L’avocate a vu arriver sur le sol français de nombreux mineurs non accompagnés (MNA) pendant la « crise migratoire de 2015-2016 ». Une fois majeurs, ces derniers doivent faire une demande de titre de séjour, obligatoire pour poursuivre un apprentissage par exemple. Si cette demande n’est pas faite à temps ou que la préfecture les soupçonne d’avoir menti sur leur âge auprès de l’Aide sociale à l’enfance (ASE), le refus est assorti d’une OQTF.
« Même si la justice vient retoquer l’OQTF un an après, le contrat d’apprentissage est perdu. » Amandine Le Roy, avocate à Nantes
Dans une recherche d’équilibre, l’exécutif prévoit de créer un titre de séjour « spécifique » d’un an pour les travailleurs sans papiers « déjà sur le territoire » et répondant « aux besoins de métiers en tension ». Cela passera par une mise à jour de la liste de ces métiers, créée en 2008 et actualisée une seule fois en 2021. Selon le document, le gouvernement veut y intégrer des secteurs tels que la restauration, la petite enfance, le bâtiment, la propreté et la logistique. Le jeune boucher malien de 20 ans menacé d’expulsion près de Rouen « rentrerait dans ce cadre ». Blandine Quévremont estime pourtant avoir déjà le « droit de son côté » dans cette situation précise.
Des assignations à résidence faute d’expulsions
Pour son confrère Stéphane Maugendre, la promesse d’un titre de séjour d’un an pour ces travailleurs ne va pas favoriser leur intégration. « Quel est le bailleur qui va vouloir louer pour cette durée, quelle banque va donner un emprunt, quel employeur va faire un CDI ? » interroge-t-il, soulevant « la difficulté de renouveler cette carte au bout d’un an ». « La grande tendance de ce projet de loi, c’est de fragiliser encore plus le séjour des étrangers en France », tranche-t-il.

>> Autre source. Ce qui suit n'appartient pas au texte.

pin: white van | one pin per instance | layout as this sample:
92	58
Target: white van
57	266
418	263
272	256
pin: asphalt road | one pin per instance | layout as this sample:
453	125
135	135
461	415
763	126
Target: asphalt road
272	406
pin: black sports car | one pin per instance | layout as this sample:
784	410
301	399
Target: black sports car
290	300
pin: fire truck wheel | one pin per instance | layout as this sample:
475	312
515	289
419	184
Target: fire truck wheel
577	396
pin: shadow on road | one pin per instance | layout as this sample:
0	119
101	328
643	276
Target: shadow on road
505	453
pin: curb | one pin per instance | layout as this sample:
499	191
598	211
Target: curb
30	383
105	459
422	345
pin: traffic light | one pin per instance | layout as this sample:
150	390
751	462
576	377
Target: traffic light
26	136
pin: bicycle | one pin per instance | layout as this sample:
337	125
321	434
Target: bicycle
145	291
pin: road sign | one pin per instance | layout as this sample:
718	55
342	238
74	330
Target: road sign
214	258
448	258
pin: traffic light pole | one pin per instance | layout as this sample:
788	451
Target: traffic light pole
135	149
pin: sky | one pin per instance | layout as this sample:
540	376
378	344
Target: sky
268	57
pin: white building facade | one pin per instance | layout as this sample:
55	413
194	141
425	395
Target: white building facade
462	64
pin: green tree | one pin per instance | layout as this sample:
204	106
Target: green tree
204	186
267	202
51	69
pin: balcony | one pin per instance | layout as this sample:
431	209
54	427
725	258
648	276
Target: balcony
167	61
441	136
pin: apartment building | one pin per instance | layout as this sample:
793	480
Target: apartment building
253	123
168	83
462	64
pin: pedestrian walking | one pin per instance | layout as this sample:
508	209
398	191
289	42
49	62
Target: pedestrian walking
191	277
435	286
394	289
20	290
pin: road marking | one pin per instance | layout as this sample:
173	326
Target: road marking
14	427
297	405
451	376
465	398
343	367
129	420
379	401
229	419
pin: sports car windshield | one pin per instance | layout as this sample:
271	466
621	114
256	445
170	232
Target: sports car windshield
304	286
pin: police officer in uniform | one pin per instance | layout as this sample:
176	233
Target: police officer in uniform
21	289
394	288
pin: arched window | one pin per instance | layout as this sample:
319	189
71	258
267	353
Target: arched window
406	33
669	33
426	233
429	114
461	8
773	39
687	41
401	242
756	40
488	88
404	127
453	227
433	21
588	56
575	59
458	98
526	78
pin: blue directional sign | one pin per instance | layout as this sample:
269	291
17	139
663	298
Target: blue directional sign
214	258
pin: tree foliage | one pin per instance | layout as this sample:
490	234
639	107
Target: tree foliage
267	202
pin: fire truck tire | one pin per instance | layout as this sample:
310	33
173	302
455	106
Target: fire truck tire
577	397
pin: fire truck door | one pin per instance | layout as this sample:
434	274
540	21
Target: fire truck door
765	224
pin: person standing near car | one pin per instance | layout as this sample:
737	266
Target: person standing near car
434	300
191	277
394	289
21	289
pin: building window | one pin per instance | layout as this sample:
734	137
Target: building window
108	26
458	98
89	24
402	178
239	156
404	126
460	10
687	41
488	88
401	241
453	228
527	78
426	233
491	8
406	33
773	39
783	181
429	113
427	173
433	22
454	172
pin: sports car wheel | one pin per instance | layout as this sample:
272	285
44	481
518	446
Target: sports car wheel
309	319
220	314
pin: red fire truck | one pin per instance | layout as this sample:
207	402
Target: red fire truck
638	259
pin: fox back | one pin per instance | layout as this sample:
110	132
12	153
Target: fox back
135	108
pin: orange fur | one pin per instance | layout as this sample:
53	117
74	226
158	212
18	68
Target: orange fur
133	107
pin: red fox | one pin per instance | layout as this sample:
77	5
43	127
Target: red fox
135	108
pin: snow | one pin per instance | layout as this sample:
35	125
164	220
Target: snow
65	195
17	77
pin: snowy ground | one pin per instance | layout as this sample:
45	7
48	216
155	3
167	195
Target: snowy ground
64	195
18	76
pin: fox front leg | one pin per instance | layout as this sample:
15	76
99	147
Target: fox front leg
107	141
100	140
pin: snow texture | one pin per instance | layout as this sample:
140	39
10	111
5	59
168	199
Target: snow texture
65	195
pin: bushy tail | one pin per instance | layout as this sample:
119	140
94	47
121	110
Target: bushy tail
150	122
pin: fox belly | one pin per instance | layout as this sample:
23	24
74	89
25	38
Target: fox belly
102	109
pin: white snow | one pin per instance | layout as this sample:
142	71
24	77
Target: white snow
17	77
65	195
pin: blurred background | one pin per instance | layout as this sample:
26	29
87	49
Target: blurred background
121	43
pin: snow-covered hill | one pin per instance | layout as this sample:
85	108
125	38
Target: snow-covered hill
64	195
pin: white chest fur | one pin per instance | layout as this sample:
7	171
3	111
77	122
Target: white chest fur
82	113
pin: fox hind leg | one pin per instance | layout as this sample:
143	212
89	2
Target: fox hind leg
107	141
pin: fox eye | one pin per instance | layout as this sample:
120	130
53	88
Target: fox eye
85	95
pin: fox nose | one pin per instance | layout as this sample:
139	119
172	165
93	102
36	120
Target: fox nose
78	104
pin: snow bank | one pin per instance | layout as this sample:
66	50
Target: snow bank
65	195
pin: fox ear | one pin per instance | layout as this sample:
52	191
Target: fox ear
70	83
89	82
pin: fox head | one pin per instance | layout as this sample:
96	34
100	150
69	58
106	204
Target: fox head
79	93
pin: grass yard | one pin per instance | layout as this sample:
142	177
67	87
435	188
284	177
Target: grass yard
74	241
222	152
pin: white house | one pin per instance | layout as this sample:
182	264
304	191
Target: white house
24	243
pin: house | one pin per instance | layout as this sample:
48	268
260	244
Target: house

« Le discours fermeté versus humanité, ce n’est pas la première fois qu’on entend cela. Mais on déplace petit à petit le curseur vers davantage de restrictions, d’exigences et donc de fermeté », abonde Denis Seguin, avocat angevin et auteur du Guide du contentieux du droit des étrangers (Ed. LexisNexis, 2021). Lui aussi constate une augmentation des OQTF sur des dossiers qui ne posaient pas de problème « deux ou trois ans auparavant ».
Ces OQTF commencent-elles à être plus appliquées ? « Ce n’est pas mesurable pour l’instant », répond Denis Seguin. « Encore faut-il des moyens au niveau des services de police, des centres de rétention, des tribunaux judiciaires et administratifs. Je ne sais pas si c’est prévu », soulève l’avocate nantaise Amandine Le Roy. Faute de pouvoir éloigner, Gérald Darmanin a fait part de sa volonté de rendre « impossible » la vie des personnes sous OQTF. Et de recourir plus systématiquement à l’assignation à résidence. Une mesure facilitée par la crise du Covid-19 et la fermeture des frontières, selon Blandine Quévremont. « Le recours à des assignations de six mois est plus fréquent depuis. Les personnes concernées ne doivent pas sortir au-delà d’un certain périmètre, doivent pointer au commissariat et n’ont pas le droit de travailler », explique-t-elle. La plupart d’entre elles continuent pourtant de « bosser », avec l’assentiment de « leur employeur », glisse-t-elle, espérant que le projet de loi entraînera des régularisations. Le détail du texte sera connu début 2023.